Good luck. If this is new behavior for him then of course it is the illness...however...it is still bad behavior and walking away is the best first defense. Even though someone is confused and sick etc. They still need to control themselves. And that really is possible if you can be very consistently clear that you will not let yourself be abused.
Hi Jill, must admit, I am trying this approach, telling him extremely firmly, not to speak to me like that! Have stopped some of it, well some of the most offensive words have been changed. On the other hand, if he can't vent his angry and frustration to me, who can he? I would just prefer if I wasn't the whipping boy and he blamed at that damned thing that caused all this, PSP,!!!!!!!
Like there isn't enough difficulties with PSP they have to add these personality quirks! Mum was tactless at the best of times but now her manners and tact can sometimes be dreadful. Shes hissed a few times at me things like 'you're getting on my tits' and 'you need to buck up your ideas' and telling me my brother who rings once in a blue moon and rarely ever visits is the only one that cares about her (this was said as I was showering her!). It used to make me really cross, especially if I was tired or I'd been up and down all day like a blue assed fly tending to her constant impulsive needs. I admit to regretfully losing my patience quite often and berating some behaviours. But thankfully sometimes her rude comments are quite funny, especially when aimed at my dad (her ex of 25 years), and my dad and I can both laugh about it afterwards. You do have to try and remember they don't mean to hurt and they dont mean to snipe. Time out is a good idea I think, go elsewhere away from them and try and relax (and have a glass of wine!!!) then a bit later all is forgotten. biscuits help too I find ...
Do you know Kelly55,some of the things that my husband has hissed venomously at me has made me laugh out loud, because they were so bad and out of character......and that's why I know he doesn't mean any of it !

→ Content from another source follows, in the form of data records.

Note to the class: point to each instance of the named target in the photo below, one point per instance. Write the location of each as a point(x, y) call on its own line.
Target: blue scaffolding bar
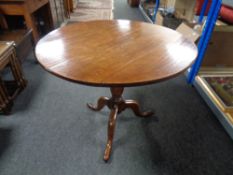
point(203, 10)
point(205, 37)
point(157, 3)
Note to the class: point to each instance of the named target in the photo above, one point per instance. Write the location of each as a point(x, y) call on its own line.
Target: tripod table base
point(116, 104)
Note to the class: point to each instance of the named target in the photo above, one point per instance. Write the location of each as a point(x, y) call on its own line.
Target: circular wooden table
point(115, 54)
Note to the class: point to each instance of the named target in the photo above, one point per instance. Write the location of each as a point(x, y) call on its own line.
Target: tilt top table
point(115, 54)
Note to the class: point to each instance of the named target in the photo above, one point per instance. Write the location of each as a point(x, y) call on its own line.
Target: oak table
point(115, 54)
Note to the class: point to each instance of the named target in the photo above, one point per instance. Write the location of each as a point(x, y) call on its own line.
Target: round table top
point(115, 53)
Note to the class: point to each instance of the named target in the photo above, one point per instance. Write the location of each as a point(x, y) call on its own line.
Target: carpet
point(87, 10)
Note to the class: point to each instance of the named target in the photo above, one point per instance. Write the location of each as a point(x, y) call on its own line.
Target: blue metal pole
point(202, 14)
point(157, 2)
point(206, 35)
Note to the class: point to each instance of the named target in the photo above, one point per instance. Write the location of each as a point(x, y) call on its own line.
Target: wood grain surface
point(115, 53)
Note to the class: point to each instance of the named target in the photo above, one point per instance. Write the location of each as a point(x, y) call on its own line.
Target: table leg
point(116, 104)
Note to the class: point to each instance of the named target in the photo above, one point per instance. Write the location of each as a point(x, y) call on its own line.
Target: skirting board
point(224, 119)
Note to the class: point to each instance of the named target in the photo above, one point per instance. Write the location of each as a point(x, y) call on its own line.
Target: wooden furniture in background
point(23, 41)
point(28, 8)
point(10, 89)
point(60, 11)
point(115, 54)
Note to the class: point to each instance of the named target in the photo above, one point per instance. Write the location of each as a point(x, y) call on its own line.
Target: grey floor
point(52, 132)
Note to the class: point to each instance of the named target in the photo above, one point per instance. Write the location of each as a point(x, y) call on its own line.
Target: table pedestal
point(116, 104)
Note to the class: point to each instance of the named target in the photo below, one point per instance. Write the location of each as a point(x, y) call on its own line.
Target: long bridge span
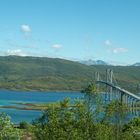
point(113, 92)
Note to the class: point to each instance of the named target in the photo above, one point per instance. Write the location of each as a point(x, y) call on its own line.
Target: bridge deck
point(121, 90)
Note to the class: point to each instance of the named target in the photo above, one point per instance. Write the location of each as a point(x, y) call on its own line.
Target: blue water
point(10, 97)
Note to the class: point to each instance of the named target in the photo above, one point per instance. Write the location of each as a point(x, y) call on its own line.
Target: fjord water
point(9, 98)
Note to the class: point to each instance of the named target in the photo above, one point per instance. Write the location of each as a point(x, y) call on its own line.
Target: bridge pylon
point(109, 79)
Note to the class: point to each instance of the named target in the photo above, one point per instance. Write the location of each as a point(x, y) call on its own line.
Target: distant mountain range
point(93, 62)
point(136, 64)
point(53, 74)
point(101, 62)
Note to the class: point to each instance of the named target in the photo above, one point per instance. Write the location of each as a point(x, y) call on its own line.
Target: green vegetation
point(52, 74)
point(79, 121)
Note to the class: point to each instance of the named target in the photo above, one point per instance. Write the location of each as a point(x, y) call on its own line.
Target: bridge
point(114, 91)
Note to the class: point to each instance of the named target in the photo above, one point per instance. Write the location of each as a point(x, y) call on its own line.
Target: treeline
point(86, 119)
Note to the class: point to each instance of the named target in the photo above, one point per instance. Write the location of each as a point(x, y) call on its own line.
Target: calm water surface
point(8, 98)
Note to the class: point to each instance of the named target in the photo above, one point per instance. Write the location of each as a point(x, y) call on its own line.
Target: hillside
point(53, 74)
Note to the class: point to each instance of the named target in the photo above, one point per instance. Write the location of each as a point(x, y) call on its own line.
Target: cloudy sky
point(73, 29)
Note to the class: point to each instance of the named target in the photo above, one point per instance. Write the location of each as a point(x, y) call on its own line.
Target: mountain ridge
point(55, 74)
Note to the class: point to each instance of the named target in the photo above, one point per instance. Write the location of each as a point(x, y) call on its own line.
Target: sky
point(108, 30)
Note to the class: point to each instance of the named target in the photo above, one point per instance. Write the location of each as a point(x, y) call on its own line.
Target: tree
point(7, 130)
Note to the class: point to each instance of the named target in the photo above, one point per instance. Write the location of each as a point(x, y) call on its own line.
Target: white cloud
point(119, 50)
point(56, 46)
point(17, 52)
point(25, 28)
point(108, 43)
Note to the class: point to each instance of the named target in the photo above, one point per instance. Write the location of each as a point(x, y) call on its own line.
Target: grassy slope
point(33, 73)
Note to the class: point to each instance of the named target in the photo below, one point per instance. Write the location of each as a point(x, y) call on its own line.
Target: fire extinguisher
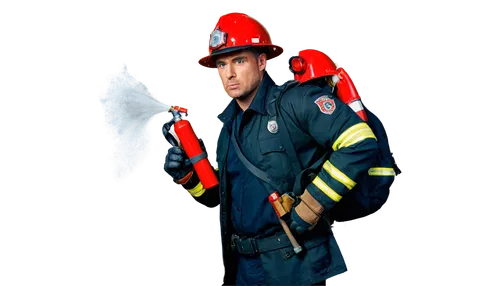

When we first found out that G had CBD, 2012, there were times when he too was angry and would scream at me. Not words mind you, just top of the lungs yells. Once I told that was enough. We spoke with the Dr. Next visit. He now takes clonapan. Which has stopped the yelling.

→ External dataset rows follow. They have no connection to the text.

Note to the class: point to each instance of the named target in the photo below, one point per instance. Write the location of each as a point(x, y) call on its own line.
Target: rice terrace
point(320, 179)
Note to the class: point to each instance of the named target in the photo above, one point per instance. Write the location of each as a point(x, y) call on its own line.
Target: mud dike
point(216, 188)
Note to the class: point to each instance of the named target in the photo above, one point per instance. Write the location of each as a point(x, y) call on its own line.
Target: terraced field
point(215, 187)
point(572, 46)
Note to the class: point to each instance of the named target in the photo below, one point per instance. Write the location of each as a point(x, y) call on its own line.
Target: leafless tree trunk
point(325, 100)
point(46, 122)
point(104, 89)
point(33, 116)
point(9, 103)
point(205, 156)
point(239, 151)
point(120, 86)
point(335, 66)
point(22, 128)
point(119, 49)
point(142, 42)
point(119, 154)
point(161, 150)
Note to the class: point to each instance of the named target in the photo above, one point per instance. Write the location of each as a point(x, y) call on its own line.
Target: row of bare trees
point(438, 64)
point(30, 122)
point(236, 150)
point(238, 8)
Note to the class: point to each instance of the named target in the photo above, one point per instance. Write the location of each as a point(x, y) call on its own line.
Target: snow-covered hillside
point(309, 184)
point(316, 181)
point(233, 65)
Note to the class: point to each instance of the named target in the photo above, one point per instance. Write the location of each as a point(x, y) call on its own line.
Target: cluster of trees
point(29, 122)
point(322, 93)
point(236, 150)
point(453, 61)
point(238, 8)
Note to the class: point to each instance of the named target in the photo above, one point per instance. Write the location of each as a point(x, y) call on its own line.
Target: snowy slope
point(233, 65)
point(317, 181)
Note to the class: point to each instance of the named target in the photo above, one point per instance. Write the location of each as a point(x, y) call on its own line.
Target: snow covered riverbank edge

My husband has been on clonazapam and escitalopram almost since the beginning and t he dose has gone up and down depending on his mood.The latest tablet they have given him is a1/2 of a tiny blue tablet called aripiprazole I think this has helped. d x
Yes this has happened very hard to cope with and very hurtful to loved ones, I know it is nor ment but it still hurts. I try walking away and ignoring situations as replys only make life worse.